Hypothesis: We assessed the association of systolic blood pressure (SBP) after exercise with the risk of an SCD in middle-aged men.
Methods: SBP was measured every two minutes during and after a progressive cycle ergometer exercise test in a representative population-based sample of 1808 Finnish men (age 42–61 years) without previous coronary heart disease. During an average follow-up period of 17 years, 75 SCDs occurred.

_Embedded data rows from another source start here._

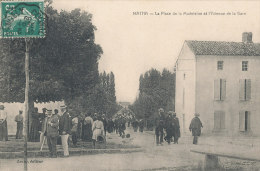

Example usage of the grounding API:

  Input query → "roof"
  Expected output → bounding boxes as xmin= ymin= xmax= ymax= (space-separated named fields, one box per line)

xmin=186 ymin=40 xmax=260 ymax=56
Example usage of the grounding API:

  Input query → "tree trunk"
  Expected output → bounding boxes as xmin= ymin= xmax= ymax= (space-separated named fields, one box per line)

xmin=27 ymin=98 xmax=34 ymax=135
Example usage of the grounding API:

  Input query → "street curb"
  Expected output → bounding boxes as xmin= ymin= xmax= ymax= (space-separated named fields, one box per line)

xmin=0 ymin=148 xmax=144 ymax=159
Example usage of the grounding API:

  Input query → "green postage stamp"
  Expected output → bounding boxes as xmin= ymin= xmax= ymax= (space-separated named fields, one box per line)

xmin=0 ymin=1 xmax=45 ymax=38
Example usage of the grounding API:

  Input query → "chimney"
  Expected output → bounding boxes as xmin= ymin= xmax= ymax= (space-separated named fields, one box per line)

xmin=242 ymin=32 xmax=253 ymax=43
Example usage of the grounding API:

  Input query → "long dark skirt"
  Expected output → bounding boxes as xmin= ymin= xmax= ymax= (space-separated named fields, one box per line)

xmin=82 ymin=124 xmax=93 ymax=141
xmin=0 ymin=120 xmax=8 ymax=141
xmin=29 ymin=119 xmax=40 ymax=142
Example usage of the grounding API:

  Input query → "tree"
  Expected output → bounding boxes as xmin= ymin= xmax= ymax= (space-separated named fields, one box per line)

xmin=129 ymin=68 xmax=175 ymax=128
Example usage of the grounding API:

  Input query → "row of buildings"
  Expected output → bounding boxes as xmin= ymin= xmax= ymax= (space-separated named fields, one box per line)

xmin=175 ymin=32 xmax=260 ymax=136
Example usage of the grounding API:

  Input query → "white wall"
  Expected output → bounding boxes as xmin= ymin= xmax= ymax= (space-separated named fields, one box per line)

xmin=175 ymin=43 xmax=195 ymax=133
xmin=196 ymin=56 xmax=260 ymax=135
xmin=0 ymin=101 xmax=64 ymax=135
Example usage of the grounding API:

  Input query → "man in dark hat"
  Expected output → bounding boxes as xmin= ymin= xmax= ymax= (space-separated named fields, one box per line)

xmin=29 ymin=107 xmax=40 ymax=142
xmin=189 ymin=113 xmax=203 ymax=144
xmin=155 ymin=108 xmax=165 ymax=145
xmin=0 ymin=105 xmax=8 ymax=141
xmin=172 ymin=112 xmax=181 ymax=144
xmin=39 ymin=108 xmax=47 ymax=144
xmin=59 ymin=105 xmax=71 ymax=157
xmin=44 ymin=110 xmax=59 ymax=158
xmin=14 ymin=110 xmax=23 ymax=139
xmin=164 ymin=111 xmax=174 ymax=144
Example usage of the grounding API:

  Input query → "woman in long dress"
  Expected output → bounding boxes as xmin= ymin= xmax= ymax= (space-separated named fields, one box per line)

xmin=29 ymin=107 xmax=41 ymax=142
xmin=0 ymin=105 xmax=8 ymax=141
xmin=92 ymin=116 xmax=104 ymax=148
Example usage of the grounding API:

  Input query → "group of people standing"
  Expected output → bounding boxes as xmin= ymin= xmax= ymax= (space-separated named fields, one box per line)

Results: An incremental rise of 10 mmHg per minute in SBP at 2 minutes after exercise (Hazard Ratio 1.11, 95 % confidence intervals 1.03 to 1.21, p= 0.031) was associated with the risk of SCD, after adjustment for age, alcohol consumption, smoking, serum lipids, diabetes mellitus, body mass index, regular use of antihypertensive medications, cardiorespiratory fitness, heart rate and ischemic ECG findings during exercise. Men with elevated systolic blood pressure of over 200 mmHg (highest quartile) after exercise had a 2.44-fold (95 % confidence intervals 1.07 to 5.58, p=0.034) risk for SCD as compared to those with SBP less than 166 mmHg (lowest quartile), after adjustment for age and other risk factors. Further adjustment for resting SBP and the use of antihypertensive medications weakened the observed associations.
Conclusions: SBP after exercise provides a predictive value for SCD. This emphasizes the importance of SBP measurements after the exercise test as it provides additional valuable prognostic measure with regard to SCD.